Any other suggestions you have would be very gratefully received. Thank you in advance.

1 Like

Jim has said that the apple structure used to display the data sheet is optimized for displaying lots of rows, but not for lots of columns. 859 fields might run, but would likely be painfully slow.

Having multiple databases open at once wouldn’t be a problem with memory use or speed although it might cause screen clutter if all had open windows. Having some open ‘secret’ would leave them available for lookups without using screen space.

Multiple databases can currently be automatically opened with appropriate code placed in .Initialize procedures. Whenever 10.2 lands it offers a more elegant solution to that problem.

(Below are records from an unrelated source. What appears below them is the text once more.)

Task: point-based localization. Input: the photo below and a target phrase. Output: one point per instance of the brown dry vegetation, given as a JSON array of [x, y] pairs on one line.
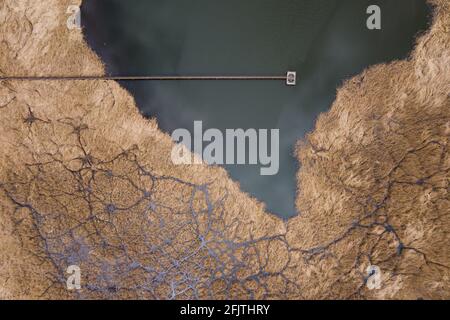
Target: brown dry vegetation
[[86, 180]]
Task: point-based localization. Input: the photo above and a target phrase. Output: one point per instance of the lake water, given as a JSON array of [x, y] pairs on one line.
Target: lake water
[[325, 41]]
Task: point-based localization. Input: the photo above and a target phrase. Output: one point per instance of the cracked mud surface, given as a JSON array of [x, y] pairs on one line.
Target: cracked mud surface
[[86, 180]]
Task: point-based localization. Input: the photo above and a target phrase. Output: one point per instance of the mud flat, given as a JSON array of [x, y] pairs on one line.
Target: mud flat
[[86, 180]]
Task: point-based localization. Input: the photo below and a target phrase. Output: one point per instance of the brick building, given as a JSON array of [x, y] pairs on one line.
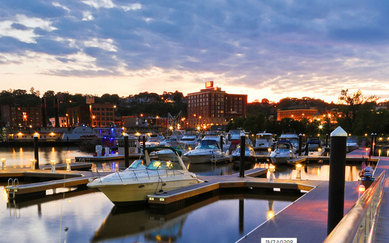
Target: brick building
[[94, 115], [21, 117], [297, 114], [212, 106]]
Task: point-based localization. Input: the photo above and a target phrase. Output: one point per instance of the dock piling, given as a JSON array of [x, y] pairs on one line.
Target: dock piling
[[144, 143], [126, 152], [241, 216], [300, 143], [3, 161], [221, 143], [337, 178], [36, 154], [242, 153]]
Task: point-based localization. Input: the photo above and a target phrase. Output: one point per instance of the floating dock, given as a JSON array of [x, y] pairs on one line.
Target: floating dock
[[106, 158], [58, 179], [215, 183]]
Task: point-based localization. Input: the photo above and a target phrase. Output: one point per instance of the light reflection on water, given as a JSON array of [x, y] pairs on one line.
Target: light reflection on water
[[90, 216], [21, 157]]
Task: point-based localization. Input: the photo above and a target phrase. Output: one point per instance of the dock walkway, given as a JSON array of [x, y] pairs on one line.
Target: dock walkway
[[382, 224], [58, 179], [306, 218]]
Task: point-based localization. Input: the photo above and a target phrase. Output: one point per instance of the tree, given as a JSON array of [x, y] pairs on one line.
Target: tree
[[354, 105]]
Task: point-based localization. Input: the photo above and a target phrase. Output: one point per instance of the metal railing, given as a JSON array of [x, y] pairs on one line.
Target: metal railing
[[358, 224]]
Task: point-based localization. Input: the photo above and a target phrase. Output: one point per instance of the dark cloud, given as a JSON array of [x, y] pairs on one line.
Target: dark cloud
[[257, 41]]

A truly ugly, but perhaps conceptually useful ‘solution’ would to add a field, say alpha, to your 859 and fill it with a unique value for each 3256 records. Then copy to 9 new databases 3256 records respectively of alpha plus fields 1-100, alpha plus 101-200,…, alpha plus 801-859. In theory they could be coded to crudely work together without the problem of one database choking on 859 fields. 101 fields may not be optimal, but have worked well enough for me to discourage changing databases. It’s likely your data will break down into smaller logical chunks. Many fields may not need all 3256 records. That’s fine so long as you maintain unique values to tie them to the rest of the data.

Instead of separate databases for each year’s donations could you have a field that specifies from which mailing list record it came, a donation_date field in date datatype and then one generic field for each those 16+ specific year fields you’d mentioned? You could mostly transfer it over procedurally, but after 35 years you’ll likely need some data clean up to get all to fit whatever new standardized format you picked. If you still have Pan6 running and are still more comfortable working in it you could split that off therein, then open the result into PanX. 18+ fields would run fine there even with 100,000s of records. You can then select by calendar year or by whatever date range you wished. The Crosstab Workshop and Summary Workshop under Help probably can give you the data displays you’re mentioning. You, like me, may find Jim’s post on how to combine/embed multiple Crosstabs or Summaries helpful for some of your catagorizations.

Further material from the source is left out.